Metabolix, Inc. and Archer Daniels Midland Company announced that their joint venture Telles has launched Mirel F3002, a thermoforming grade for use in food contact applications.
Metabolix, Inc. and Archer Daniels Midland Company announced that their joint venture Telles has launched Mirel F3002, a thermoforming grade for use in food contact applications.
Mirel F3002 thermoforming grade is now available for use in non-alcoholic food contact applications. The conditions of use range from frozen food storage to boiling water up to 212 degrees F, including microwave reheating. Mirel's bioplastic thermoforming grade is suitable for a range of thermoformed food service and packaging applications including cold and hot cups and cup lids, yogurt containers, tubs and trays for meats and vegetables, condiment cups and other single-serve and disposable food packaging, the Company said.
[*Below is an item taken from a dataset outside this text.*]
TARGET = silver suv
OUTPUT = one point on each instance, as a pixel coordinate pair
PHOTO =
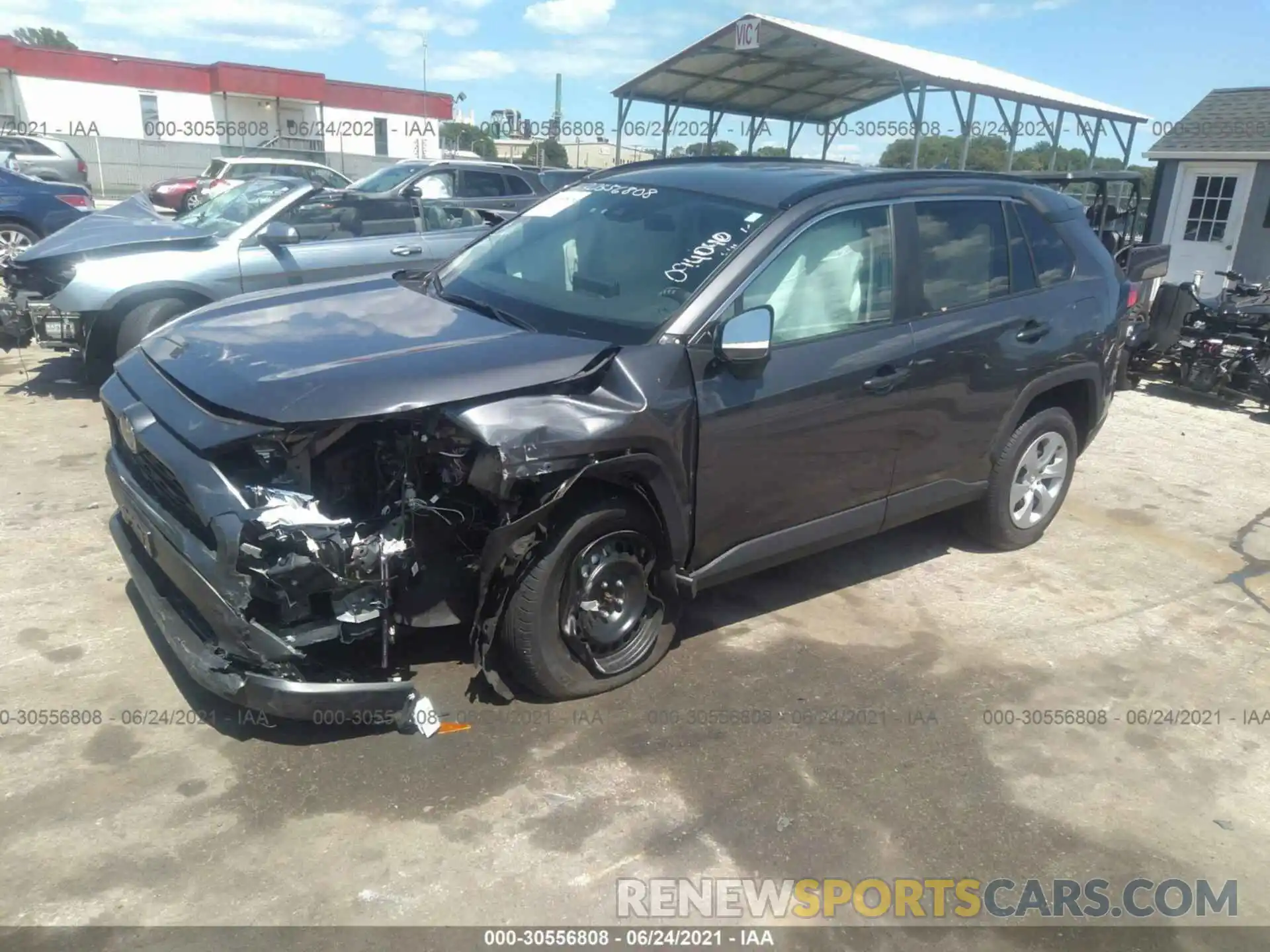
(48, 159)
The material is suitable for storage as well as food service.
"Food contact applications represent a tremendous opportunity for Mirel and this food compliant thermoforming grade opens up a number of packaging applications for our bioplastics," said Bob Engle, General Manager of Telles. "Mirel's physical performance properties - the range of modulus, heat and water resistance - are comparable to petroleum-based plastics, but Mirel is biobased and biodegradable. These unique properties enable a wide range of alternative disposal options for the food industry, including composting and anaerobic digestion, that can help to divert waste that would otherwise be sent to landfills. These disposal options also help to create valuable secondary market products such as compost and biogas."
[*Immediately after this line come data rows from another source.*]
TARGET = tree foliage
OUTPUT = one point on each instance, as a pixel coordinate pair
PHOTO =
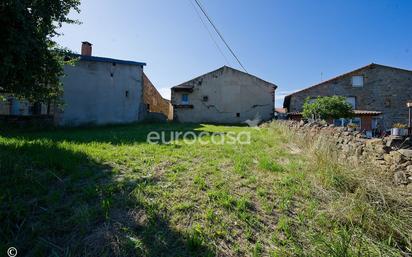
(327, 107)
(31, 60)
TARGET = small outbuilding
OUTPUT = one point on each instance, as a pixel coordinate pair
(225, 95)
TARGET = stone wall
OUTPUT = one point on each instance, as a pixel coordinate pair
(154, 101)
(385, 89)
(390, 154)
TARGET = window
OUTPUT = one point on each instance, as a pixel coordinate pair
(352, 101)
(185, 99)
(342, 122)
(357, 81)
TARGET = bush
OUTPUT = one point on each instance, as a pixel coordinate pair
(327, 107)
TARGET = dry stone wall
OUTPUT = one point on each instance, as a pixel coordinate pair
(390, 154)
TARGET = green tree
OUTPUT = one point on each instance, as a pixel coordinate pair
(327, 107)
(31, 61)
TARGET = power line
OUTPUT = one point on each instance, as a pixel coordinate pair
(220, 35)
(210, 33)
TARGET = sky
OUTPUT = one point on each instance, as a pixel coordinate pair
(291, 43)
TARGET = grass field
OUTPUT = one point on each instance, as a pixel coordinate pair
(107, 192)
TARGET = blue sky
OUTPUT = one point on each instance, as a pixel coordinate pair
(291, 43)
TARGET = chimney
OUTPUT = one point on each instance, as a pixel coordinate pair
(86, 48)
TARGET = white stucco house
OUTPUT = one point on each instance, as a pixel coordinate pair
(100, 90)
(225, 95)
(96, 90)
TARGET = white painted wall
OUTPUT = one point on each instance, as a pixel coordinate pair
(229, 92)
(93, 96)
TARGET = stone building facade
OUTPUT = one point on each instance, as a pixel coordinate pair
(154, 101)
(371, 88)
(225, 95)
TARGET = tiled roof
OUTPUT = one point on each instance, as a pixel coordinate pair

According to Plastics Today, the U.S. thermoforming market was approximately five billion pounds in 2008, growing at 4.3 percent per year. Telles estimates that about 70 percent of this demand is in food contact applications.
According to a release, Mirel is a family of bioplastic materials that have physical properties comparable to petroleum-based resins, yet are biobased and biodegradable in natural soil and water environments, in home composting systems, and in industrial composting facilities where such facilities are available.